New York City headquartered tanker operatof International Seaways, Inc. [NYSE: INSW] reported first quarter results that were down on the equivalent quarter of last year, but that president and CEO Lois K. Zabrocky described as “encouraging.”

FIRST QUARTER 2025 RESULTS

Net income for the first quarter of 2025 was $50 million, or $1.00 per diluted share, compared to net income of $144 million, or $2.92 per diluted share, for the first quarter of 2024, Intenational Seaways reports. The decrease in results in the first quarter of 2025 was primarily driven by lower TCE revenues from spot earnings that decreased an average of approximately $18,000 per day across the total fleet.

Shipping revenues for the first quarter were $183 million, compared to $274 million for the first quarter of 2024. Consolidated TCE revenues(1) for the first quarter were $178 million, compared to $271 million for the first quarter of 2024.

Adjusted EBITDA for the first quarter was $91 million, compared to $191 million for the first quarter of 2024.

ENCOURAGING

“We delivered encouraging results for the first quarter of 2025, which were marked by a gradual strengthening of market conditions each month,” said Zabrocky. “Seaways took advantage of our balanced fleet of crude and product tankers to execute our disciplined capital allocation strategy. After two consecutive years of returning over $300 million to shareholders, we declared a combined dividend of $0.60 per share for the first quarter, delivering on our intention to return 75% of adjusted net income to shareholders. With our enhanced scale through pool employment and our healthy balance sheet, we believe we are well positioned to build on our track record of delivering compelling returns and incremental value for shareholders.”

“While OECD inventories drew down by 50 million barrels during the quarter, pressuring near-term market fundamentals,” Zabrocky continued, “the rate environment improved progressively during the first quarter. Looking ahead, the global economic outlook remains clouded by geopolitical uncertainty, but we believe oil demand will continue to grow. With inventories at depleted levels, replenishment will be necessary. We expect these dynamics, coupled with persistent regional imbalances, to support demand growth for seaborne transportation. We remain constructive on tanker supply, with modest fleet growth from scheduled deliveries and elevated recycling volumes – already ahead of recent years – that should help absorb new capacity.”
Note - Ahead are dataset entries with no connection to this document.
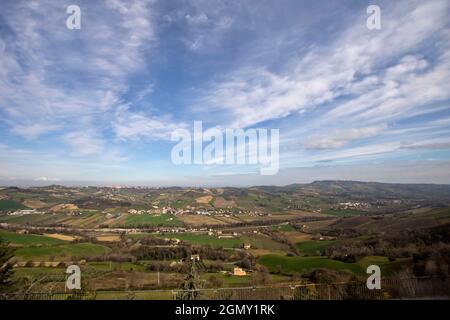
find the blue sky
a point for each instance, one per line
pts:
(98, 105)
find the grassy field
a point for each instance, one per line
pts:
(201, 239)
(61, 252)
(314, 246)
(261, 242)
(29, 239)
(300, 264)
(343, 212)
(6, 205)
(150, 220)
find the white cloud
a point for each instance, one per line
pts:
(341, 137)
(348, 67)
(131, 125)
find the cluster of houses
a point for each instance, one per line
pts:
(353, 205)
(25, 212)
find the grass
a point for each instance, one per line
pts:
(6, 205)
(151, 220)
(313, 246)
(29, 239)
(387, 267)
(343, 212)
(203, 239)
(115, 266)
(261, 242)
(292, 265)
(283, 227)
(61, 252)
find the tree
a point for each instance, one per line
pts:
(6, 253)
(215, 282)
(191, 283)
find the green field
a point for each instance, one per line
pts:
(260, 242)
(61, 252)
(300, 264)
(29, 239)
(283, 227)
(343, 212)
(313, 246)
(7, 205)
(144, 220)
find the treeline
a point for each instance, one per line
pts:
(146, 252)
(428, 248)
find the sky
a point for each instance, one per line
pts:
(98, 105)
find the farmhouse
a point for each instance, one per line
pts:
(239, 272)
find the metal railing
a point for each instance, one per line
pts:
(408, 288)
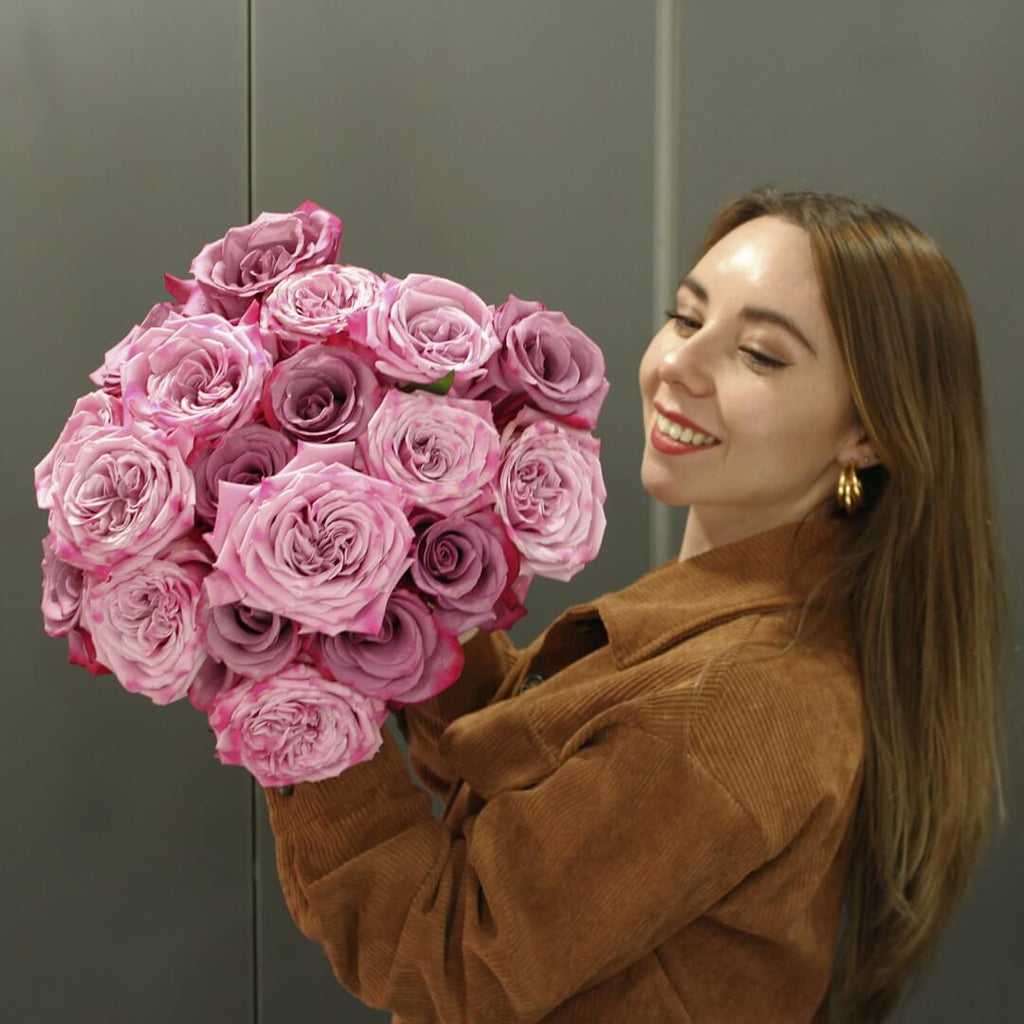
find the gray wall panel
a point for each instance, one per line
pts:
(126, 856)
(915, 105)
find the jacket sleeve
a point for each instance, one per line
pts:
(489, 656)
(546, 891)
Jeff Pribor, the International Seaways CFO stated, “Seaways continues to deliver on its commitment to balanced capital allocation. For the third consecutive quarter, we are returning 75% or more of our adjusted net income to shareholders through dividends. At the same time, we are reducing debt to preserve substantial revolving credit capacity to support fleet growth. We remain active in renewing our fleet with our strategic vessel swap, sales of older tonnage and progress payments on our newbuilding program, even as broader market transaction activity has slowed. Based on our strong financial position, highlighted by total liquidity of $673 million, we remain opportunistic with fleet renewal across our varied asset classes.”